En Roumanie, découverte de nouveaux restes humains dans une affaire de meurtres d’adolescentes

Les procureurs roumains ont annoncé lundi avoir découvert des restes humains qui pourraient appartenir à une deuxième fillette enlevée et tuée par un suspect arrêté il y a dix jours.

Les procureurs roumains ont annoncé lundi avoir découvert des restes humains qui pourraient appartenir à une deuxième fillette enlevée et tuée par un suspect arrêté il y a dix jours, une affaire qui a profondément choqué le pays.

“Un sac contenant des restes humains et des cendres a été retrouvé à un endroit indiqué par le suspect”, dans une forêt près de Caracal (sud), a déclaré la porte-parole du parquet chargé de la criminalité organisée (DIICOT), Mihaela Porime.

Le suspect, Gheorghe Dinca, un mécanicien de Caracal âgé de 65 ans, “a affirmé qu’il s’agissait du corps de Luiza”, a ajouté Mme Porime, précisant qu’il fallait attendre les résultats des tests ADN afin de pouvoir confirmer l’identité de la victime.

Dinca avait reconnu avoir enlevé et tué deux adolescentes, Alexandra, 15 ans, et Luiza, 19 ans, mais avait jusqu’ici refusé d’indiquer comment il s’était débarrassé du corps de cette dernière, portée disparue depuis avril.

Emotion dans le pays

Samedi, le DIICOT avait confirmé le décès d’Alexandra sur la base de tests ADN, précisant que le profil génétique de dents calcinées retrouvées dans un fût en tôle derrière la maison du suspect correspondait à celui des parents de la jeune fille.

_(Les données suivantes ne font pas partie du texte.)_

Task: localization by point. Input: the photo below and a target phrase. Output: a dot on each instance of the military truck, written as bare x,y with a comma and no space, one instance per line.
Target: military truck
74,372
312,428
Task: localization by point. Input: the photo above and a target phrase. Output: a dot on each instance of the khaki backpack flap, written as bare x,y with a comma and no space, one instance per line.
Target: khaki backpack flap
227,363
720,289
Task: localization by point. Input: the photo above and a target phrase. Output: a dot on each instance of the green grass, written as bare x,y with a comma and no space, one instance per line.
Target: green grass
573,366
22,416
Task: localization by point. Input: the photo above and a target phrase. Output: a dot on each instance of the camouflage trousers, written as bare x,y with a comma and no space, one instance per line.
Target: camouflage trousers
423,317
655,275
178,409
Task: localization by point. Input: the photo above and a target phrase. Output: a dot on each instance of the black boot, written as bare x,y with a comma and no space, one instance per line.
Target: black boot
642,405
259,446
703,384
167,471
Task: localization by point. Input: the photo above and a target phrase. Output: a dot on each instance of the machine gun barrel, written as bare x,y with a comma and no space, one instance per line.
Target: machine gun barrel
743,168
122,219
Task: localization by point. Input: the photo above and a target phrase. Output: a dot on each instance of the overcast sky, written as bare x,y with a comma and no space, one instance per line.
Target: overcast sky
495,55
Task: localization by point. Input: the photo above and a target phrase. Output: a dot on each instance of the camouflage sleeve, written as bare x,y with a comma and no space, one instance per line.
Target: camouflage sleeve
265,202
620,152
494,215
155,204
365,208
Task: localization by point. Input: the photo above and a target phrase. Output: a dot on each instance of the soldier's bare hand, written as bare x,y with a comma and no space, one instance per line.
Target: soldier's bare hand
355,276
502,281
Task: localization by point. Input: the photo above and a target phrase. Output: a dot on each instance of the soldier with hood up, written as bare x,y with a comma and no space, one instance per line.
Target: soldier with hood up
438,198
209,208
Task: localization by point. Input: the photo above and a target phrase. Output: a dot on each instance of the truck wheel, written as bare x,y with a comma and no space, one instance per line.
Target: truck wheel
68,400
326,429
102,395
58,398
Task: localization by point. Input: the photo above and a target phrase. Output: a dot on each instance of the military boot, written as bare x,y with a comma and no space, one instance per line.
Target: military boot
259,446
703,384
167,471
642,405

Des milliers de personnes sont descendues dans les rues pour dénoncer “l’incompétence” de la police, qui n’avait ouvert que très tard une enquête sur la disparition des deux adolescentes.

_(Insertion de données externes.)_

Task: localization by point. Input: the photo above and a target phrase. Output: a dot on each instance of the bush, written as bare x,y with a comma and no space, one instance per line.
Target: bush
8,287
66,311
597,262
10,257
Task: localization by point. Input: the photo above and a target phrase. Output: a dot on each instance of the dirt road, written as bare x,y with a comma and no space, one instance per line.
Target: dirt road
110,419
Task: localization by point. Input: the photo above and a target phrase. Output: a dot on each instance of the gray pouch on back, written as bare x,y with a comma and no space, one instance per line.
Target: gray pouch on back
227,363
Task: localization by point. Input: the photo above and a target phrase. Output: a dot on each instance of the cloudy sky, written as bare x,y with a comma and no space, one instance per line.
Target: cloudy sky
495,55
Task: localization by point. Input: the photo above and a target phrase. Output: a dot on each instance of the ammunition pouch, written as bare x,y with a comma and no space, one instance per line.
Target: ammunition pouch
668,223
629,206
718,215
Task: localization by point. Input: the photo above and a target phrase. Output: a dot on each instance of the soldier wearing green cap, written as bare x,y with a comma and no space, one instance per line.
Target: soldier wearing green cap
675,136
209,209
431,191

Le 25 juillet, Alexandra avait utilisé un téléphone retrouvé dans la maison de son agresseur pour appeler trois fois le numéro d’urgence 112, indiquant avoir été enlevée par un homme la veille et violée et donnant des indices sur le lieu où elle était séquestrée.

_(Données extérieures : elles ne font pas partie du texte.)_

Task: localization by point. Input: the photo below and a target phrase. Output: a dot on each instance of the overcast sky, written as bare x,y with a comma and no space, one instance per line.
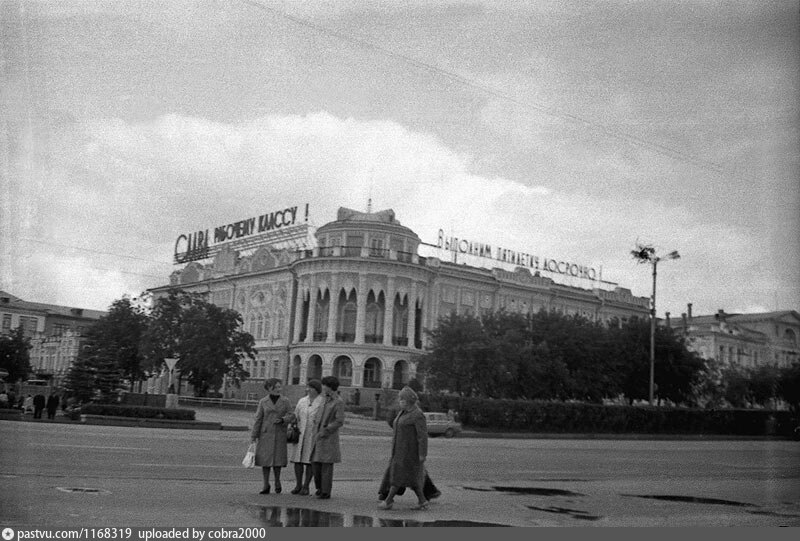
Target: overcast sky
568,130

Mais les policiers ont mis 19 heures pour retrouver la maison du suspect et y pénétrer, après une série de bourdes qui a coûté son poste au chef de la police, Ioan Buda.

Le ministre de l’Intérieur Nicolae Moga a pour sa part démissionné, tandis que plusieurs policiers et procureurs font l’objet de procédures disciplinaires pour des failles dans leur enquête.